Arik Air, which is reputed as West and Central Africa’s largest carrier, was accused of bad corporate governance; erratic operations; inability to pay staff salaries; delay in renewal of aircraft insurance, and heavy debt burden to fuel marketers and aviation ancillary services, among others.
The airline has refused to comment on the development or the allegations against it, as calls and text messages to the spokesman, Banji Ola, remain unanswered.
Speaking on the AMCON’s latest intervention in Arik Air for the second time, the Minister of State for Aviation, Hadi Sirika, said the development was timely and would stabilise the operations of the airline.
“This will enhance the long-term economic value of Arik Air and revitalise the airline’s ailing operations as well as sustain safety standards, in view of Arik Air’s pivotal role in the Nigerian aviation sector.”
The minister pledged the Aviation Ministry’s support for the new management of the strategic carrier, adding that all necessary steps had been taken to ensure that there would be no undue disruption of Arik’s regular business operations or activities of other stakeholders on account of the change in the leadership.

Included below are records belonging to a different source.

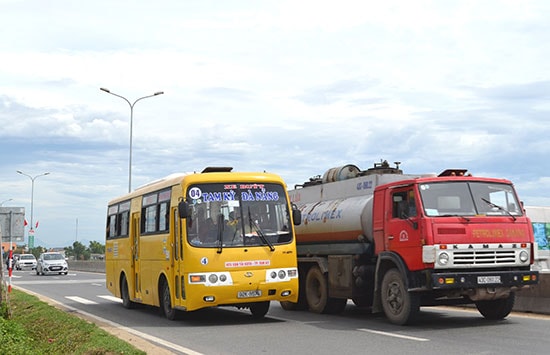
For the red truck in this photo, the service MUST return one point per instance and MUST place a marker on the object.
(395, 242)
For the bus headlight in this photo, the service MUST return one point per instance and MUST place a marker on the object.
(443, 259)
(523, 256)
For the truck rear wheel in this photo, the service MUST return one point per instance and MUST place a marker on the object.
(317, 294)
(496, 309)
(400, 306)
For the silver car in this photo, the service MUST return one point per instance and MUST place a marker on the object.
(25, 261)
(52, 263)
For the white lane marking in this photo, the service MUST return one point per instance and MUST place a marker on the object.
(401, 336)
(80, 300)
(56, 280)
(110, 298)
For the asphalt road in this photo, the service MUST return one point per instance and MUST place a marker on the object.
(232, 331)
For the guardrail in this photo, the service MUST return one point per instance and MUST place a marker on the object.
(533, 300)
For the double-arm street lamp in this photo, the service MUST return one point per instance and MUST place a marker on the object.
(32, 197)
(131, 125)
(9, 199)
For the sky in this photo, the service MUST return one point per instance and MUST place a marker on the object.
(289, 87)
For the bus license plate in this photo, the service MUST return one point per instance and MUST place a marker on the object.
(482, 280)
(249, 294)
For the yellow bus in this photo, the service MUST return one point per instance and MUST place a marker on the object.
(215, 238)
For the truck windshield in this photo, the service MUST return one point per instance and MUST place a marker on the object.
(238, 214)
(468, 198)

Meanwhile, aviation stakeholders have expressed mixed feelings over the change in leadership. While some commended the action as long overdue, others expressed concerns over AMCON’s ability to manage the airline to safety.
On Wednesday, Arik suspended its flight operations to the John F. Kennedy International Airport, New York, United States, claiming that the two Airbus A330-200 aircraft dedicated to the route had been taken to France for C check at the same time.
Also, more than eight aircraft are currently grounded at the tarmac making it difficult to meet their routine commercial flights.
During the last Yuletide season, passengers were stranded at airports all over the country due to Arik’s incessant flight delays and cancellations, which negatively affected the preference they enjoy from passengers.
The Head of Corporate Communications Department of AMCON, Jude Nwauzor, said that the move, which clearly underscores government’s decision to instill sanity in the nation’s aviation sector, has also prevented a major catastrophe that would, among other factors, protect and preserve Arik Airlines as a going concern.
“The development will afford Arik Airlines, which is the largest local carrier to go back to regular and undisrupted operations, avoid job losses, protect investors and stakeholder funds as well as ensure safety and stability in the already challenged aviation sector.”
Ilegbodu, under the receivership of Opasanya, has also assured both staff of the troubled airline and all other stakeholders that his appointment at Arik would among other objectives enhance the value of Arik, improve customer experience, sustain the safety, and reliable and secure operational history of the airline before all those were eroded.
But a doyen of the aviation industry, Capt. Dele Ore, said the development was unfortunate, noting that AMCON is strictly for financial institutions and not cut out for managing an airline.
Ore expressed the fear that his friends and colleagues would be at risk of losing their jobs, if the airline manages to recover as AMCON has promised.
The Secretary General of the Association of Nigerian Aviation Professionals (ANAP), Abdulrasak Saidu, said Arik emerged from the remains of Nigeria Airways, “bought over by the owners, without paying a dime to the government.”